Le projet Recybéton, lancé en 2013 et qui doit se terminer en 2017, a pour objectif de démontrer la recyclabilité de cet élément essentiel dans la construction. Quelque 20 millions de tonnes de déchets de béton sont produites chaque année, sur un total de 240 millions de tonnes de déchets du BTP, en grande partie employés dans la construction de routes.

Les anciens bétons, une fois broyés, laissent place à des granulats réutilisables pour fabriquer à nouveau du béton, alors que la ressource en granulats naturels est en recul en France, explique Sophie Decreuse, directrice produits chez le cimentier Cemex France et représentante de l'Union nationale des producteurs de granulats.

"Les carrières sont en compétition avec d'autres implantations", indique-t-elle, et les durées d'autorisation d'exploiter sont réduites. En même temps, "il y a une augmentation régulière des granulats recyclés" qui atteignent aujourd'hui 8% du total utilisé par l'industrie du béton. "Plus on améliore le tri, plus on va pouvoir valoriser ces granulats", ajoute-t-elle.

Des essais ont été menés ces dernières années pour employer les produits issus du recyclage dans la fabrication du béton, a rappelé Serge Favre, ingénieur dans le groupe de construction Léon Grosse.

Cette entreprise a mené dès 2005 un programme de reconstruction de bureaux avec 3.500 m3 de béton réalisé à partir de granulats recyclés. Une petite partie a pu employer 100% de matière recyclé, mais la majeure partie était à 90%.

- Besoin de mesures incitatives -

On peut utiliser 100% de granulats de béton recyclés "pour peu qu'on ait un matériau de qualité au départ", souligne M. Favre. Une condition pas forcément facile à remplir.

Il a ainsi fallu 2 ans de recherches à la société Coopérative métropolitaine d'entreprise générale (CMEG), qui voulait réduire sa consommation de granulats naturels, pour trouver un approvisionnement régulier et homogène en béton recyclé pour sa production de préfabriqués, a raconté Matthieu Dufeu, ingénieur chez CMEG.

C'est une entreprise de collecte d'anciens poteaux électriques en béton qui fournit désormais la CMEG en matière première recyclée, couvrant entre 20 et 40% de ses besoins.

Pour développer l'emploi de granulats de béton recyclés, il suffirait d'en utiliser couramment entre 5 et 10% dans la fabrication des bétons neufs, relève Sophie Decreuse. Un taux qui ne pose pas de difficultés techniques majeures, selon les experts.

En Suisse, le standard est de 8%, sans avoir besoin de tests préalables, note d'ailleurs le responsable du projet Recybéton.

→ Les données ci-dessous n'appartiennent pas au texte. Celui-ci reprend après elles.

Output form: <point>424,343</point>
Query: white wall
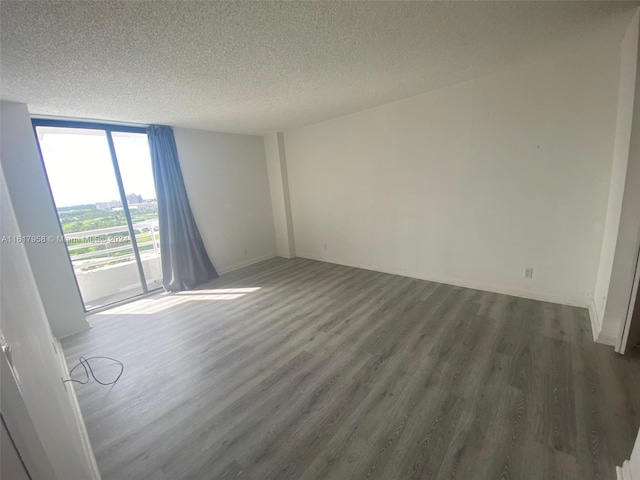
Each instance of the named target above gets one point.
<point>471,183</point>
<point>35,211</point>
<point>280,200</point>
<point>612,293</point>
<point>37,360</point>
<point>226,180</point>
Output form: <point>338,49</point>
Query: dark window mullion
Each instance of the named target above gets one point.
<point>125,208</point>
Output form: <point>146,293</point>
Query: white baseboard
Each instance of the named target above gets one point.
<point>606,339</point>
<point>572,302</point>
<point>246,263</point>
<point>80,425</point>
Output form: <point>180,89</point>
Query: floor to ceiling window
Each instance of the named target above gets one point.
<point>102,185</point>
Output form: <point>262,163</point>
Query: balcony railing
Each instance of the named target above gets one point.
<point>112,245</point>
<point>104,261</point>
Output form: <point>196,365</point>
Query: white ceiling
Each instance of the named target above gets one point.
<point>255,67</point>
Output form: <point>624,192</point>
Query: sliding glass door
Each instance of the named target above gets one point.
<point>102,184</point>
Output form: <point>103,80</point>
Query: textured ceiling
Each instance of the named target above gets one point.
<point>255,67</point>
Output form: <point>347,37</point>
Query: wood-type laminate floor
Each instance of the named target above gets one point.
<point>298,369</point>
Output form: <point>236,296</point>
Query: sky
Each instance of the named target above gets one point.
<point>79,166</point>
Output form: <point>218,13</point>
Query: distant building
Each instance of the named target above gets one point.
<point>108,205</point>
<point>132,198</point>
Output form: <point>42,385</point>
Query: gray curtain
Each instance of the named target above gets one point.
<point>185,263</point>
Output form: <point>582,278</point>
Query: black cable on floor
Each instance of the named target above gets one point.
<point>84,362</point>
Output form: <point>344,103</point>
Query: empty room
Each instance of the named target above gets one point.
<point>320,240</point>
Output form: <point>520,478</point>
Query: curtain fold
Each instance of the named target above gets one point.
<point>185,262</point>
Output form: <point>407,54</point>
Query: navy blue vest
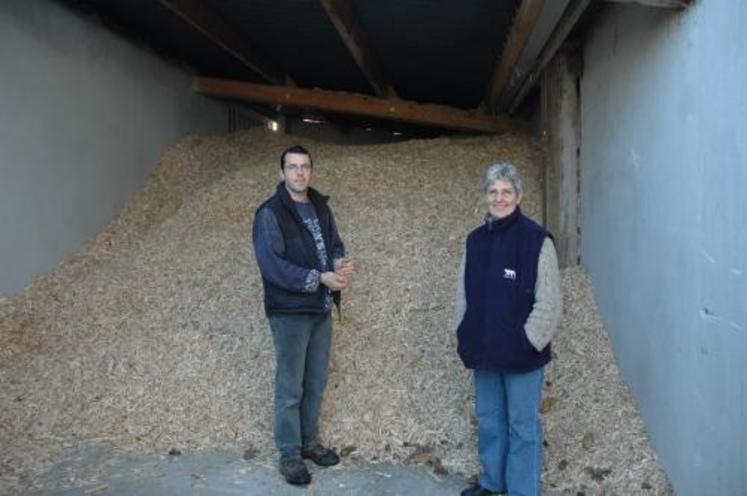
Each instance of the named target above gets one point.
<point>300,250</point>
<point>499,279</point>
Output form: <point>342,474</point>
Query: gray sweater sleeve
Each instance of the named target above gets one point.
<point>548,300</point>
<point>460,301</point>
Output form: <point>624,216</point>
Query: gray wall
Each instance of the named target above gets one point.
<point>664,226</point>
<point>84,116</point>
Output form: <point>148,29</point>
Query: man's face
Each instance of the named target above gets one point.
<point>502,199</point>
<point>296,172</point>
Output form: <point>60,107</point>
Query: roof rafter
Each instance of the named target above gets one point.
<point>213,26</point>
<point>570,17</point>
<point>349,29</point>
<point>521,29</point>
<point>350,103</point>
<point>668,4</point>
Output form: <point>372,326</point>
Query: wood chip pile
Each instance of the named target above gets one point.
<point>153,337</point>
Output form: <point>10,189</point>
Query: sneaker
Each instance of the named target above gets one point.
<point>295,472</point>
<point>324,457</point>
<point>477,490</point>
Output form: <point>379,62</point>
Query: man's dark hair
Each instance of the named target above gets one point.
<point>295,149</point>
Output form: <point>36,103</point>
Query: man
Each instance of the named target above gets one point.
<point>302,261</point>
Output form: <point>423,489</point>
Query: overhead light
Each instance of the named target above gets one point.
<point>312,120</point>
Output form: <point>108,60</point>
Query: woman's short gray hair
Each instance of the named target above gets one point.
<point>506,172</point>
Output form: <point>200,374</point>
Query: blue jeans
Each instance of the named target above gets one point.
<point>509,435</point>
<point>302,348</point>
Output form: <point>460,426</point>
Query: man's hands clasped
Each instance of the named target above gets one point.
<point>340,278</point>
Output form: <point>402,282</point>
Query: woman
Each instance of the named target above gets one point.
<point>508,307</point>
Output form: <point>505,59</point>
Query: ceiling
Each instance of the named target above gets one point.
<point>444,52</point>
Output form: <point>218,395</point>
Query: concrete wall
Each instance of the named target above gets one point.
<point>664,226</point>
<point>84,116</point>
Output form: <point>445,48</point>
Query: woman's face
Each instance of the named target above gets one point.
<point>502,198</point>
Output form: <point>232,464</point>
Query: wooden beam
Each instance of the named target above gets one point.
<point>561,125</point>
<point>558,36</point>
<point>352,35</point>
<point>213,26</point>
<point>521,29</point>
<point>667,4</point>
<point>351,103</point>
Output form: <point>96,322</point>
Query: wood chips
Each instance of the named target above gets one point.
<point>153,336</point>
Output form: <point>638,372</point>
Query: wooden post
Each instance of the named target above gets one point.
<point>561,123</point>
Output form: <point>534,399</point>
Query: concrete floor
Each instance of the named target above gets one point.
<point>99,471</point>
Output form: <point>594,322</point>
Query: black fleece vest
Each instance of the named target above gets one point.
<point>499,282</point>
<point>300,250</point>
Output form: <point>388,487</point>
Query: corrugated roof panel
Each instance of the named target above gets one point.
<point>299,37</point>
<point>439,51</point>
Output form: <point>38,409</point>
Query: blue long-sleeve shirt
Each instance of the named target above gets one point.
<point>269,249</point>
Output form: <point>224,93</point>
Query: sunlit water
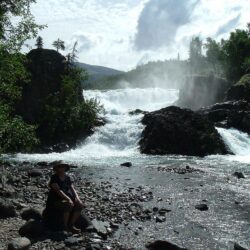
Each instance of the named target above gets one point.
<point>117,141</point>
<point>101,154</point>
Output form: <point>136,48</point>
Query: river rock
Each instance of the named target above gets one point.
<point>35,173</point>
<point>101,227</point>
<point>239,247</point>
<point>126,164</point>
<point>201,91</point>
<point>31,213</point>
<point>21,243</point>
<point>163,245</point>
<point>32,229</point>
<point>202,207</point>
<point>7,209</point>
<point>239,175</point>
<point>231,114</point>
<point>173,130</point>
<point>240,90</point>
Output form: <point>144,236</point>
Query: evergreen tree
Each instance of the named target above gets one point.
<point>59,44</point>
<point>39,42</point>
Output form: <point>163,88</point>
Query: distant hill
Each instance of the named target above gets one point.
<point>97,73</point>
<point>168,73</point>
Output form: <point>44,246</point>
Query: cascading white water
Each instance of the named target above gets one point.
<point>238,142</point>
<point>120,135</point>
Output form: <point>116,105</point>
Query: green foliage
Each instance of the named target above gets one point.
<point>213,55</point>
<point>59,45</point>
<point>15,134</point>
<point>235,54</point>
<point>39,42</point>
<point>66,114</point>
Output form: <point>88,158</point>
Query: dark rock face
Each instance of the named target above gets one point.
<point>201,91</point>
<point>173,130</point>
<point>239,175</point>
<point>46,67</point>
<point>241,90</point>
<point>202,207</point>
<point>163,245</point>
<point>126,164</point>
<point>232,114</point>
<point>20,243</point>
<point>32,229</point>
<point>31,213</point>
<point>7,210</point>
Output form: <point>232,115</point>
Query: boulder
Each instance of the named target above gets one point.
<point>239,175</point>
<point>173,130</point>
<point>21,243</point>
<point>32,229</point>
<point>231,114</point>
<point>201,207</point>
<point>31,213</point>
<point>126,164</point>
<point>35,173</point>
<point>163,245</point>
<point>200,91</point>
<point>7,209</point>
<point>241,90</point>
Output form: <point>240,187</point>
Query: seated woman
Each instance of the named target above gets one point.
<point>64,198</point>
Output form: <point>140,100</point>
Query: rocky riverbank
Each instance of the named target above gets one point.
<point>127,212</point>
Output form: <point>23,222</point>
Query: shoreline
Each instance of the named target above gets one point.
<point>138,205</point>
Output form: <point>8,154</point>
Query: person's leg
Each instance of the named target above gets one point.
<point>66,209</point>
<point>75,216</point>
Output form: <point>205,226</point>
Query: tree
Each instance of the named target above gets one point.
<point>39,42</point>
<point>15,134</point>
<point>195,55</point>
<point>59,44</point>
<point>213,55</point>
<point>235,55</point>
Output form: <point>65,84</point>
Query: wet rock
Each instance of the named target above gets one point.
<point>240,90</point>
<point>163,211</point>
<point>32,229</point>
<point>239,175</point>
<point>202,207</point>
<point>71,241</point>
<point>94,246</point>
<point>35,173</point>
<point>239,247</point>
<point>231,114</point>
<point>7,191</point>
<point>180,131</point>
<point>7,210</point>
<point>160,219</point>
<point>194,91</point>
<point>21,243</point>
<point>163,245</point>
<point>84,223</point>
<point>137,112</point>
<point>126,164</point>
<point>101,227</point>
<point>31,213</point>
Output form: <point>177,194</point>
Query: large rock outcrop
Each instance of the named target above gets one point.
<point>241,90</point>
<point>202,91</point>
<point>173,130</point>
<point>232,114</point>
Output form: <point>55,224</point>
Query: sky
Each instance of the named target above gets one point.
<point>122,34</point>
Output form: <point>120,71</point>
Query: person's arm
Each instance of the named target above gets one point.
<point>56,189</point>
<point>74,192</point>
<point>77,199</point>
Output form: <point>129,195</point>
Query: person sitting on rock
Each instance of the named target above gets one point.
<point>64,198</point>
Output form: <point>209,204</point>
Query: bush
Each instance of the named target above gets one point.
<point>15,134</point>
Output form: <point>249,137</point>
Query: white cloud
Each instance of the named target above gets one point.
<point>107,32</point>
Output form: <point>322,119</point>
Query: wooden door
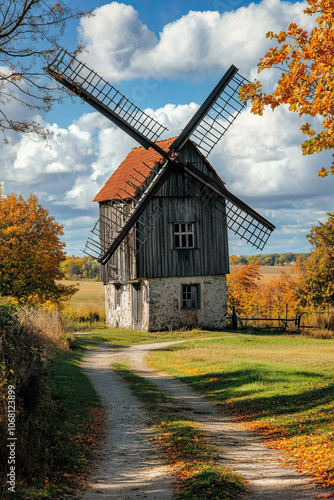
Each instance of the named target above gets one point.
<point>136,306</point>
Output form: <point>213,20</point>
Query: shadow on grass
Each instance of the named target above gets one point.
<point>250,391</point>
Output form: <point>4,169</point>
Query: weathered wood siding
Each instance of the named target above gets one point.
<point>122,265</point>
<point>181,201</point>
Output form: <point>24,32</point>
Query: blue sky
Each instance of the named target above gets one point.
<point>167,57</point>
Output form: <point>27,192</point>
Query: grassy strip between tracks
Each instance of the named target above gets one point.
<point>195,465</point>
<point>280,386</point>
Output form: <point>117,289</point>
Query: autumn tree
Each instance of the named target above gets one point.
<point>30,252</point>
<point>242,284</point>
<point>317,286</point>
<point>29,35</point>
<point>306,83</point>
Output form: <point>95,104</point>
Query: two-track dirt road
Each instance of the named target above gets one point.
<point>129,468</point>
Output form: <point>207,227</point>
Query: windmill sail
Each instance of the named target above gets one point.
<point>97,92</point>
<point>216,114</point>
<point>205,129</point>
<point>238,216</point>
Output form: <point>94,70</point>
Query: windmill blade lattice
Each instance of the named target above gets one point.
<point>237,215</point>
<point>91,87</point>
<point>216,114</point>
<point>220,117</point>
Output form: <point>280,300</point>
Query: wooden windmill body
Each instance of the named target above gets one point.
<point>161,237</point>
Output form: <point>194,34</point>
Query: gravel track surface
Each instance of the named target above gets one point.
<point>129,468</point>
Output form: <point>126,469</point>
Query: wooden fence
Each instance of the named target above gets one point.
<point>283,323</point>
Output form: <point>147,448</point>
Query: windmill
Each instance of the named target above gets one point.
<point>130,215</point>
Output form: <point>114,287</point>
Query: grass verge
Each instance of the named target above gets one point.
<point>123,337</point>
<point>69,431</point>
<point>282,386</point>
<point>195,465</point>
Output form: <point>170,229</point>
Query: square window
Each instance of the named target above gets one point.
<point>190,297</point>
<point>184,235</point>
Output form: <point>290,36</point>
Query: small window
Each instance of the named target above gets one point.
<point>190,297</point>
<point>118,295</point>
<point>184,235</point>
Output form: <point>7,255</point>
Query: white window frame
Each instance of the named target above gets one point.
<point>190,296</point>
<point>118,297</point>
<point>184,235</point>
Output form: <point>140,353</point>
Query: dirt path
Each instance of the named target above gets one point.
<point>128,468</point>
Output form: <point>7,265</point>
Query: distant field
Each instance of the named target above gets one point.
<point>269,272</point>
<point>90,294</point>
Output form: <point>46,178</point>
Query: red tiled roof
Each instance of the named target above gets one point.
<point>136,159</point>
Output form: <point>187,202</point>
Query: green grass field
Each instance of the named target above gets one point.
<point>89,295</point>
<point>283,386</point>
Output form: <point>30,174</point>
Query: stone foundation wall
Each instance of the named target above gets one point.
<point>160,304</point>
<point>164,297</point>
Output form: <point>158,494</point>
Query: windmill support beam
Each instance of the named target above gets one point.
<point>135,216</point>
<point>222,191</point>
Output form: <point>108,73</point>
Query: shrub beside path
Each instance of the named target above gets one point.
<point>129,468</point>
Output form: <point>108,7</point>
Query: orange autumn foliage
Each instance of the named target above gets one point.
<point>306,83</point>
<point>253,297</point>
<point>30,252</point>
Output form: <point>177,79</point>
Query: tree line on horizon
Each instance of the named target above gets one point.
<point>269,259</point>
<point>82,268</point>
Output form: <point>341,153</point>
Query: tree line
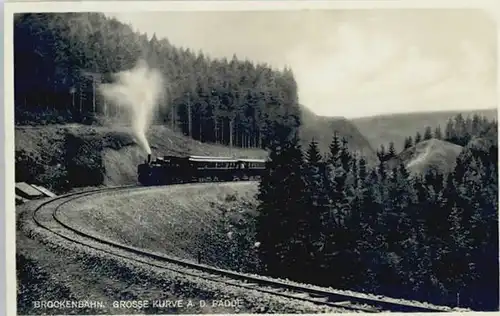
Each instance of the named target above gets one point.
<point>61,58</point>
<point>334,221</point>
<point>459,130</point>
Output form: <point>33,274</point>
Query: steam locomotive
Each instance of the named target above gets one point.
<point>173,169</point>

Reste à surmonter des obstacles, avant tout psychologiques, notamment des interrogations sur la qualité et la stabilité des bétons ainsi réalisés, relèvent-ils. Des "craintes non rationnelles", balaye Serge Favre.

"Ce serait bien d'obliger à utiliser" les produits recyclés, car "c'est plus cher" et "on manque d'incitations vis-à-vis des marchés", pointe de son côté Matthieu Dufeu.

"On a besoin de mesures incitatives plus que d'injonctions réglementaires", fait valoir le responsable de Recybéton.

D'autant plus qu'un dernier problème technique est en voie d'être réglé, celui de l'utilisation des particules les plus fines issues du broyage des déchets.

Celles-ci, d'une taille inférieure à 4 mm, pourraient être introduites en amont dans la fabrication du ciment, a ajouté M. Izoret. Des premiers essais menés au stade industriel sont concluants, a-t-il dit.